I'm just starting out as a filmmaker: I've shot one short film on Kodachrome, which actually played at the Seattle GLFF and Portland's LGFF: I consider myself very fortunate!

However, the second time around, Kodachrome has been discontinued and I don't favor the 64T as a replacement.

I am shooting on a Canon 518 SV..

I've read that you started on Super 8 which was really encouraging, as I am doing the same. My question is this:

Which film stock would you suggest for interiors? Exteriors?
Do you have a recommendation for a modest beginning light kit? Can you create a DIY light kit with Home Depot lights? If not, what would be the beginner kit you would recommend?

Thank you!!!

Just an aside, Twin Falls Idaho is hauntingly beautiful..


David Mullen ASC

Active member
Anything that puts out light is fair game for shooting a movie. When I was a beginner, I had an odd collection of DIY lights -- hardware store reflector dishes and light bulbs, Chinese Lanterns, fluorescent work lamps (although ordinary flos don't work well with Super-8 cameras since many of those aren't crystal-sync and 60 Hz discharge lamps will pulse / flicker.) Also bounce cards, reflectors, etc. are useful.

I recommend finding at least one movie-type lamp just so you can start to find the uses for such a unit, maybe a 650w fresnel, maybe used. I had one cheap quartz-halogen open-faced movie lamp that I found in a garage sale for $5, only to discover a couple of years later when I had to replace the bulb after it finally burned out that the bulb cost $25...

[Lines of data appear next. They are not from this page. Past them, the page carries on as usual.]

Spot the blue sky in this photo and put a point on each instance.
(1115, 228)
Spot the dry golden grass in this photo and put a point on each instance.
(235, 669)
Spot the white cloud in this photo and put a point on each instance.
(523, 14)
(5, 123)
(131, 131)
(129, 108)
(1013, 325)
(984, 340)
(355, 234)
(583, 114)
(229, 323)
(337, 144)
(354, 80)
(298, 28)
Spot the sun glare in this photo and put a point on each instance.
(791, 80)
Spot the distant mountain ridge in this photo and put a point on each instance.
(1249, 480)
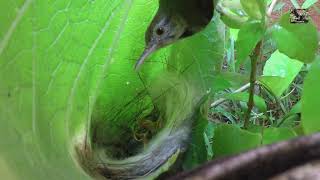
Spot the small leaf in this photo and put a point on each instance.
(254, 8)
(284, 68)
(298, 41)
(308, 3)
(229, 139)
(273, 135)
(244, 97)
(197, 152)
(311, 100)
(249, 35)
(295, 4)
(226, 80)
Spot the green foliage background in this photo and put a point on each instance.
(63, 62)
(65, 65)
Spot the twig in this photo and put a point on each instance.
(222, 100)
(261, 163)
(254, 58)
(271, 7)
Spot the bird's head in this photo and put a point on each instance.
(163, 30)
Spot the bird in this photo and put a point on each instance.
(175, 20)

The only similar-looking color reversal stock to K40 is Ektachrome 100D (5285), but Kodak doesn't sell it directly, you have to go through someone like Pro8mm. Fuji Velvia 50D is also a good substitute for K40, but it is becoming rare. I also like the b&w reversal stocks.

Otherwise, you could shoot interiors on 200T Super-8 negative stock, but then you couldn't project the original, it would really be for telecine only and you'd have to spend the money on a Rank transfer. There is also the 500T stock for low-light stuff.

Pro8mm also sells the other neg stocks in Super-8 like 100T, 250D, etc.